- Moments of grief can strike at any time.
- Telling someone else about an outburst of mourning is important for healing.
- Forcing sorrow back down only stores it whole, undiminished.
Right now, sorrows are hitting us from all directions—the degradation of nature and the death of innocents among them. Plus, our personal losses live within us and are both boundless and timeless. A familiar aroma, an evocative song, or even a glimpse of sunlight moving through leaves at a certain angle can summon these memories and bring us back to a loss when it was fresh.
Grief grabs us in the car on the way home from work or in the shower or while walking the dog, just from having a solitary interlude when feelings rise up, vivid and insuppressible.

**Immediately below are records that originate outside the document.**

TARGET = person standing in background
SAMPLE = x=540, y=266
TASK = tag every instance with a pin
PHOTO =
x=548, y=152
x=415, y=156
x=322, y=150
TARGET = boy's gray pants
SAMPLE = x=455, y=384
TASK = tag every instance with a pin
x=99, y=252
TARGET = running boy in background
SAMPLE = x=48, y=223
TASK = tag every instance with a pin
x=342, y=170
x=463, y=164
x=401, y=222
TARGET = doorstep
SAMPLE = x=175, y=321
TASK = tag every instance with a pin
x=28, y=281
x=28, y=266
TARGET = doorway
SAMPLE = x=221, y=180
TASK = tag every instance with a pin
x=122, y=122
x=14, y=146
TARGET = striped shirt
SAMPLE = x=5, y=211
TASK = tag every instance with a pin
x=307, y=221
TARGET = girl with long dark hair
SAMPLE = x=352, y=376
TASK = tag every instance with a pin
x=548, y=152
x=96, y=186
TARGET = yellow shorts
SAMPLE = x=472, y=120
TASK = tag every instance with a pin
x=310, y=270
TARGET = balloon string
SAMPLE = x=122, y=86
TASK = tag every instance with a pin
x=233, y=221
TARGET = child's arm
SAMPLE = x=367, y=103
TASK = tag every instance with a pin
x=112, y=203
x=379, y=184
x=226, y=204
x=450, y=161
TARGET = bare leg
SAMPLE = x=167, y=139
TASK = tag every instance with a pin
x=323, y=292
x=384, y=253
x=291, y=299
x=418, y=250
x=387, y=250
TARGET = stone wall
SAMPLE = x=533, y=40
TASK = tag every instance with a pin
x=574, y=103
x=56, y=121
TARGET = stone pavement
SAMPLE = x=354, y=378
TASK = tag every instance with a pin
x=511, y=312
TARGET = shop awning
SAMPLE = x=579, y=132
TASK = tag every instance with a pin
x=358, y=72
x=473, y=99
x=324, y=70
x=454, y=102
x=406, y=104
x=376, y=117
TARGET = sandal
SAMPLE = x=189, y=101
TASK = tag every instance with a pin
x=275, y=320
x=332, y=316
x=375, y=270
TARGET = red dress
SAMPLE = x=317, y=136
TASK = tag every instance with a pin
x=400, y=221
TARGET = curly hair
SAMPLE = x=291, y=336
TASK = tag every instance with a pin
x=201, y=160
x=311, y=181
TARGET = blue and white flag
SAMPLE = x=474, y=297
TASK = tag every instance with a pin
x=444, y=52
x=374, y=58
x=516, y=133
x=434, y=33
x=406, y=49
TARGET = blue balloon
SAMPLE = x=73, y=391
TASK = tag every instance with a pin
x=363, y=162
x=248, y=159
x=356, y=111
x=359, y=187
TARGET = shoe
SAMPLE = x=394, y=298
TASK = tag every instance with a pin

Telling someone else about such an outburst of mourning must come next if grief is to continue to heal.
The only sure way to move through sorrow is to sit with it and express it, to make it communal. Unfortunately, we often try to avoid this necessary process through distractions, substances, or nonstop activity. The call to be cheerful is relentless. There are so many pressures to put on a happy face that many of us withdraw socially rather than force a pretense that we are “fine.” Who wants to be a downer, an energy drain, the one who puts a damper on the evening? We don’t want to be the one who burdens others with heavy feelings. But if we conceal our sadness instead of grieving openly, we each end up isolated within the sorrows we hide.
One time I was finally unburdening myself to a friend on the phone when I heard the quiet clicking of a keyboard in the background. I didn’t blame her; I just retreated. We are so pressured that we need to optimize every moment. Sneaking in a quick Google search while someone else is talking—what’s the harm in that? Ah, but then I had no further desire to talk, and the tears that were finally rising to the surface slipped quickly back down to a place out of reach of comfort.
We have a stark shortage of listeners in a culture of hurry. When it comes to letting someone get things off their chest, really hearing them out, there are no shortcuts. We have to take the time to receive what they have to say, in the way they need to say it, when they are ready to release it. Grieving can be inconvenient. When we do let it happen, we tend to find a surprising depth of relief, a sense of renewal, and the confidence to get through the rest of it. But we need the listeners, the grief receivers, to attain all of this.
Here's a link to a public talk I gave about grief at the University of Washington in November 2022. Within this exploration are tips for those who wish to get better at taking in another person’s grief as well as ways to resist our own urge to withdraw into suffering in silence.
We have become too busy to grieve; this is the plight most of us are in. Yet trying to put on a front and retreat is not an answer, nor is it a sign of strength. Over time, we find out that forcing sorrow back down only stores it whole, undiminished. Sorrow insists on solace and will keep arising until it is comforted. We have to make room for grieving, both those in sorrow and those willing to open their hearts.